Data startup Narrative raises $3M more

Narrative, a startup that makes it easier to buy and sell data, is announcing that it’s raised $3 million in additional seed funding.

The round was led by Glasswing Ventures .  XSeed, Tuhaye and Revel also participated.

When I first wrote about the company two years ago, it had already raised $2.25 million, and its business revolved around a marketplace for data. Founder and CEO Nick Jordan told me that’s still what Narrative offers — but customers have also started using its software to manage data transactions beyond the marketplace.

“Buying or selling data sounds really simple — anybody can write in a board deck … ‘We’re going to acquire data, we’re going to distribute data,'” Jordan said. “But it’s much more complex. As a buyer you want specific records, you’re buying for multiple parties. Every seller sells data in a different format. Broadly speaking, there’s a ton of fragmentation.”

And yet, these transactions do happen, with or without Narrative . But Jordan said companies have “historically built their own systems out of duct tape and prayers,” and they often lack features that “seem incredibly trivial, like reporting how much data was sold or bought.”

With Narrative, on the other hand, businesses don’t need to spend the time and resources to create this infrastructure, and they get a tool that allows them to monitor, and hopefully grow, their entire data business.

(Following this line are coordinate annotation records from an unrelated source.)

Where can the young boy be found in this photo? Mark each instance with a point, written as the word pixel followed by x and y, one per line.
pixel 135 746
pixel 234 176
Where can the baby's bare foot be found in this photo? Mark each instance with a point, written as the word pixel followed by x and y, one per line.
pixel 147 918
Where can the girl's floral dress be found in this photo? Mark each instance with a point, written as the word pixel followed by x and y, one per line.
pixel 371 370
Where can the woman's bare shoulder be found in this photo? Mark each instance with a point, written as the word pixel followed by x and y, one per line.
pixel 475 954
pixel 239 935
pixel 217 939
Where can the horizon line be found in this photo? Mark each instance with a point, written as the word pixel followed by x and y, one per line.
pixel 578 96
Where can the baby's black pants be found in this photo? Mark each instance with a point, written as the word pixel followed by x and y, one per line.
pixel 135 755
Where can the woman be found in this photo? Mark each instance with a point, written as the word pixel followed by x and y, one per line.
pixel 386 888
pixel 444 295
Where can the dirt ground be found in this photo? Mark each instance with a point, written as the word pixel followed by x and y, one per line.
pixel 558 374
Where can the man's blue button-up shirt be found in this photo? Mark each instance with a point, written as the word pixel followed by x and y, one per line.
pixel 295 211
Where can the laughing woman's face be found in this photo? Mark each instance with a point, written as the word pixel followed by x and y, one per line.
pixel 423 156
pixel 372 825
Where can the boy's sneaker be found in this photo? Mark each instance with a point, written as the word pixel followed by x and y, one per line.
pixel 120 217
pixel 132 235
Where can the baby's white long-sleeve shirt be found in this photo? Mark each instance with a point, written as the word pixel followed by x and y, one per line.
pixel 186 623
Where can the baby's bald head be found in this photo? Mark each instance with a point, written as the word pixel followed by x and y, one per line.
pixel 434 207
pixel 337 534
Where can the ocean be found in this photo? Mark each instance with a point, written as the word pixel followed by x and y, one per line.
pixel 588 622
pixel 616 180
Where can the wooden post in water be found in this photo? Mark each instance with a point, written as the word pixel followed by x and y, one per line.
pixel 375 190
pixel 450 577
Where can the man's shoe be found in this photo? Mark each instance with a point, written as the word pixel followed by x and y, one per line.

As this happens, the broader landscape around buying and selling user data is changing, thanks to GDPR, the California privacy bill and the potential for more regulation.

Jordan acknowledged that when GDPR went into effect, Narrative saw “a fairly precipitous drop in data made available in the EU.” At the same time, he said, “The industry as a whole grew up a bit,” and that’s made the technology more appealing to some customers, because it provides “full transparency between the buyer and seller.”

“It [gives] you the ability to do your own due diligence and make sure the data you’re getting is compliant, based on your own reading of GDPR law,” Jordan said.

In fact, he claimed that Narrative really started to see a positive response from customers in the second and third quarter of last year — coincidentally or not, right as GDPR was going into effect.

“This money is really to show that we’ve found product market fit,” Jordan added. That means investing in sales and marketing — and if that pays off, Narrative can probably go out and raise a bigger round.